Egypt is leading the region’s decline in liquefied natural gas demand
Egypt’s emergence as a regional gas hub is driving a decline in regional demand for liquefied natural gas, writes Verity Radcliffe for Bloomberg. While Egypt was the region’s biggest LNG importer in 2016 and 2017, we are now on track to become a significant exporter this year after several gas discoveries allowed us to pull the plug on LNG imports last September. The switch from being a net importer to becoming a net exporter positions Egypt among the main reasons for the regional turnaround from a two-year demand surge that outpaced global growth between 2014 and 2016 to a rapid reduction of 37% last year.
So what can regional and global LNG markets expect? “The Middle East is now expected to make up less than 4% of global imports for at least eight years,” Radcliffe said. Last year, almost half of Egypt’s LNG imports came from Qatar, the world’s biggest exporter of the commodity.

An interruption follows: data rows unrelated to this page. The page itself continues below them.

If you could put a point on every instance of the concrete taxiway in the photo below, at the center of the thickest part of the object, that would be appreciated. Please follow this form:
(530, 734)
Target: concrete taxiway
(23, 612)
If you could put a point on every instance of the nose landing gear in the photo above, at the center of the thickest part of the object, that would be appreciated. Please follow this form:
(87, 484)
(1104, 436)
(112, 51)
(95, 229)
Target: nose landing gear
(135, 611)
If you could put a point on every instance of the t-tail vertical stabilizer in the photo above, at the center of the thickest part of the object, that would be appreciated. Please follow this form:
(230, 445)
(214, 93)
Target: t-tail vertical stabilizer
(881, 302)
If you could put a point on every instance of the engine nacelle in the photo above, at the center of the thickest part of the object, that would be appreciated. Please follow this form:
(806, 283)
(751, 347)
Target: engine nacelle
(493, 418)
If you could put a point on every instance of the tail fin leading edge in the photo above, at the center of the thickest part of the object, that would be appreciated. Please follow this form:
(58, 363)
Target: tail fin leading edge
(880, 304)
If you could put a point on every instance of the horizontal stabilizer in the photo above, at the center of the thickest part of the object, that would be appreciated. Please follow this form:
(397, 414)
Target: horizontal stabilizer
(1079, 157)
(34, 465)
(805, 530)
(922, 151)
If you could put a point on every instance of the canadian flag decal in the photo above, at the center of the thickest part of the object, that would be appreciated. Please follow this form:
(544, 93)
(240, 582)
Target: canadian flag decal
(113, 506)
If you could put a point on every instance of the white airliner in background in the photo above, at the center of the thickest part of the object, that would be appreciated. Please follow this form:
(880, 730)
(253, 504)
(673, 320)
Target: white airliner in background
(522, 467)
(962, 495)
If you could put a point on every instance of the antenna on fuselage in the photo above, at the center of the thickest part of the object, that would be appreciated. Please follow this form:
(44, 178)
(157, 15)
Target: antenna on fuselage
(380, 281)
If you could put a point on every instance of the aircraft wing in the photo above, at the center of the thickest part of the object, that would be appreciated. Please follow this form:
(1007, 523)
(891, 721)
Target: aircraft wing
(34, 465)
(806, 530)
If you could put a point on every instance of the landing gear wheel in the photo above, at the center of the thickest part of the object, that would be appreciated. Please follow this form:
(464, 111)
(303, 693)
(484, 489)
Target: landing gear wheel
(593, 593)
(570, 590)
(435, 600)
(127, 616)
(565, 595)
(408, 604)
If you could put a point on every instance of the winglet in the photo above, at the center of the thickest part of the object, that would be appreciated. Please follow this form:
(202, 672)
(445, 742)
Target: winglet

They are unlikely to feel much pain from our absence, however, as global LNG demand is expected to grow at more than double the rate of supply — especially in Asia, which accounts for well over half the LNG demand worldwide. Jordan is also expected to increase its reliance on “pipeline imports from Egypt, trimming its need for LNG,” Radcliffe notes. Egypt has begun increasing its natural gas exports to Jordan to 100 mcf/d, with plans to increase further to 250 mcf/d during the summer.